Xi Jinping won't bring radical change to China

Professor Qing Wang says China’s new leader has a lot of emerging political and social problems to deal with, but he will not make radical changes to the country. She will be speaking on BBC Radio Scotland's breakfast show at 930am on Saturday 17 November. You can hear Professor Wang here at about 1hr 38.

Xi Jinping was anointed as the new leader of the Communist Party of China and named chairman of the party’s military commission on Thursday, handing him a strong mandate to rule the world’s most populous country for the next decade.

Professor Wang, who has advised the Chinese Government on how to stimulate their domestic consumption, is visiting professor at Tsinghua University where Xi once graduated from, says the changing demographics put greater pressure on the Government to justify the legitimacy of the one party system in terms of its ability to represent an increasingly diverse and potentially conflicting range of interests.

“China is very different economically and politically now than it was 10 years ago” says Wang, who is Professor of Marketing and Innovation at Warwick Business School and Director of MICEE (Marketing, Innovation and the Chinese and Emerging Economy).

“The new generation of leaders have to be able to communicate with the different stakeholders in the country more than they could ever before."

Professor Wang believes that though Xi will be a reformist compared to his predecessor Hu Jintao’s conservative leadership style, he will not be the person who instigates the process of democracy in China.

“Democratic-style elections have begun to happen at grassroots level, but I don’t think Xi will do anything radical,” says Professor Wang. “He will continue the Communist Party’s focus on stability and growing the economy, as he will want to show he has the ability to build on the past.

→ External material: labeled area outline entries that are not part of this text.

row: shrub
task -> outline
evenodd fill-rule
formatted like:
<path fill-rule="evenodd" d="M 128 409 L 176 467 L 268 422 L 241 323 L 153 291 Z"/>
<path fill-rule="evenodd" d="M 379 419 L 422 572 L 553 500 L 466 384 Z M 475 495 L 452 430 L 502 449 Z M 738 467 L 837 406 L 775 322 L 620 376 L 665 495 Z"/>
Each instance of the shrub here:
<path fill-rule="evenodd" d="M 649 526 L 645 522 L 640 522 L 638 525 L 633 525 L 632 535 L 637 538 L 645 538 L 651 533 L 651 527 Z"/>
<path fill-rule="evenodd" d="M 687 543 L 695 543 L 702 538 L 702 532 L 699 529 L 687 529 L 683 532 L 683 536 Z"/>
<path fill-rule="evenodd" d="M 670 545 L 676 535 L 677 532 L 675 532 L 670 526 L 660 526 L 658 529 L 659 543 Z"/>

The goal that unites everybody in China is still economical; that is to take the top spot in GDP in the world.

“A recent McKinsey report predicted that this will happen in the 2020s. However, the new leader is facing many difficult domestic challenges ahead as China is entering a new economic and political era.

“With its GDP now standing at US$7.3 Trillion, which is five times more than 10 years ago, it is now ranked second just behind the US. Ten years ago it was sixth behind not only the US, but Japan, Germany, UK, and France. Its GDP per capita has also increased five times from US$1,000 to US$5,500.

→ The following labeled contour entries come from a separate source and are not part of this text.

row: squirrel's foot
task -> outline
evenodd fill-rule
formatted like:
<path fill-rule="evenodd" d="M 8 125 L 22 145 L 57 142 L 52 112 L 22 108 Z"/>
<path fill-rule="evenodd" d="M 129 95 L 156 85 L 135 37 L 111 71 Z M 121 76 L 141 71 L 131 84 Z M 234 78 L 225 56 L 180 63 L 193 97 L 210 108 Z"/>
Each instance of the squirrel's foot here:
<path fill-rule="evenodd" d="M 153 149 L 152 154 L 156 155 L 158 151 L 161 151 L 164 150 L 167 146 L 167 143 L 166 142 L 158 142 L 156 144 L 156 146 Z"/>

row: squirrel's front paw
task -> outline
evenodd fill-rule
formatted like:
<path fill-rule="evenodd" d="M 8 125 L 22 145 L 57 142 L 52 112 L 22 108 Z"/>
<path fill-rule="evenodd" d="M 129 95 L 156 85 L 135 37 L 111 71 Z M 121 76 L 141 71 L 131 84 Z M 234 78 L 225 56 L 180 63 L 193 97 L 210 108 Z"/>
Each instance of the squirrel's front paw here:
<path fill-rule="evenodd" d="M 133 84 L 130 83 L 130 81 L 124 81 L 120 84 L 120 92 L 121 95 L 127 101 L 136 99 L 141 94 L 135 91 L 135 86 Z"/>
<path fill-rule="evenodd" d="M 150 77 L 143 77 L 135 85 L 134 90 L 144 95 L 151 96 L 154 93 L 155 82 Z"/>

“What these figures mean is that the country’s vast supply of cheap labour is fast disappearing and so is the country’s cost advantage.

“In the meantime, the country’s middle class and urban population is rapidly growing and they demand high quality, premium products and services. The export-led model of development is no longer viable. As recent figures show, 9.5 per cent of China’s GDP growth in 2011 came from domestic demand and only 0.8 per cent came from net exports.

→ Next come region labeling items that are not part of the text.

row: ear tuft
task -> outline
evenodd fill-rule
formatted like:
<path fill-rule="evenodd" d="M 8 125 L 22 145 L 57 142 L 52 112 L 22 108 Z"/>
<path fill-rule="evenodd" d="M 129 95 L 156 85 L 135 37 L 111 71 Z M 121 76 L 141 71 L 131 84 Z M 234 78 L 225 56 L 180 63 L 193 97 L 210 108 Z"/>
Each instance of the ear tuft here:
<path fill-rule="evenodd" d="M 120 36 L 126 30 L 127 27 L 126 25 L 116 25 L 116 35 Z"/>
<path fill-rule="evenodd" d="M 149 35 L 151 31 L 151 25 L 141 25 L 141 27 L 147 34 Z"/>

“The Government needs to start a new round of policy reforms ranging from fiscal, monetary to industrial restructuring to stimulate domestic private consumption and shift its focus to high value added and knowledge intensive industries. For example, the government has recently raised the threshold of personal income tax to increase disposable income among China’s middle and lower income groups and has set an inflation rate of four per cent for this year.

“There is also an increase in the poverty gap between the very rich and the very poor. The new leadership is in urgent need to establish an adequate social welfare system and financial services industry as well as build a clean government and fight corruption.

“While the Chinese Communist Party created an economic miracle, at the same time they also destroyed old safety nets for many workers under the planned economy. When the economy was growing at double digit in the past two decades, the problem was not as acute as when the economy is slowing down as it is now. The new leaders now have to face up to these problems, which the old leaders managed to avoid.”